Birmingham warehouse fined over £60,000 for unsafe working practices
A food warehouse has been fined £60,000 after pleading guilty to four offences under health and safety legislation at Birmingham Magistrates Court yesterday.
Birmingham City Council prosecuted Pearl Food Distribution Ltd – based at Unit 33 Middlemore Industrial Estate, Middlemore Road, Birmingham – after a safety inspector saw an employee raised up on a pallet balanced on a forklift truck to pass items up to a mezzanine level during a visit 7 March 2019 to sign off Improvement Notices.
The officer also witnessed an employee using the loading bay incorrectly.
The company – which pleaded guilty at an earlier hearing (10 December 2020) and prosecuted under the Health and Safety at Work etc. Act 1974 and Work at Height Regulations 2005 – was ordered to pay £64,392 during today’s sentencing at Birmingham Magistrates’ Court including the fine, court costs of £4,222 and £170 victim surcharge.
The prosecution was brought following an inspection 5 December 2018, when a number of Improvement Notices were served on the company, to prevent people from falling from the mezzanine staircase landing, mezzanine storage locations and provide suitable loading bay gate on that level.
Pearl Food Distribution Ltd was also required to carry out suitable and sufficient risk assessments and provide employees with work at height training.

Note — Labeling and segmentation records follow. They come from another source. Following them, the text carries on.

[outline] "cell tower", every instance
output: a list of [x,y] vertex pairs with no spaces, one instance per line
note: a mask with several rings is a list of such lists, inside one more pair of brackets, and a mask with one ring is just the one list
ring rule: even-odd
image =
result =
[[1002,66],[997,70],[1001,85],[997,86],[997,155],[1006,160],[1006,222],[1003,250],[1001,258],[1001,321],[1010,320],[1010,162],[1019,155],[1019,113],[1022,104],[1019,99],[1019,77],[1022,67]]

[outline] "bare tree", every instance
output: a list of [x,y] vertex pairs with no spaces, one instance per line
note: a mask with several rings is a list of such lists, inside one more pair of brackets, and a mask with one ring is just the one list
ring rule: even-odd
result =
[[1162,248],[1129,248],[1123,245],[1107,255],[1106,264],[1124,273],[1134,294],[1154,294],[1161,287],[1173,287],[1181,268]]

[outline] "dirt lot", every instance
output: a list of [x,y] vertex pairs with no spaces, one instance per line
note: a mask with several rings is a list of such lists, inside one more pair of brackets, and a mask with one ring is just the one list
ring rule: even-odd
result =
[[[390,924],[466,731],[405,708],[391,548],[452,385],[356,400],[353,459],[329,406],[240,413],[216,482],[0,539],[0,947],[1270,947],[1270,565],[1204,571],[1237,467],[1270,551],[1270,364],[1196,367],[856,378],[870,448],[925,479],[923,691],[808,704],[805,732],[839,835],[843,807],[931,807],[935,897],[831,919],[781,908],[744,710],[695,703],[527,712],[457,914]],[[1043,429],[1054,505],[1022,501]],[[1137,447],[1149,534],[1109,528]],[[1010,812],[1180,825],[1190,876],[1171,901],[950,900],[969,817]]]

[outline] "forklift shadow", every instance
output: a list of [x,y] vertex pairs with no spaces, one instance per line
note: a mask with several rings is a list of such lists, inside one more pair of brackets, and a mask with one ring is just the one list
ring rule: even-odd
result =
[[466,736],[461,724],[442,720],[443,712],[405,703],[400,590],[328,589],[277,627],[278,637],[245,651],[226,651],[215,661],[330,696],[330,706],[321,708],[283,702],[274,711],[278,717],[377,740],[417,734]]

Councillor Cllr Philip Davis, Chair of the city council’s Licensing and Public Protection Committee, said:
“Falling from height is a well-known cause of serious or fatal injuries and balancing on a forklift to reach goods stored at a high level and failing to prevent a fall from height are good examples of where the health and safety of employees is not being protected in the workplace.
“Our officers will continue to take action where basic standards of health and safety are not being met or, worse still, flouted.”
In 2017, the company was also fined over £16,000 for food hygiene offences after inspectors found rat and mouse urine and droppings in its warehouse.
Inspectors from Sandwell Council had discovered that food and boxes had been “gnawed” through at the warehouse, which officers said had a strong smell of rodent urine and a lack of cleaning at the site.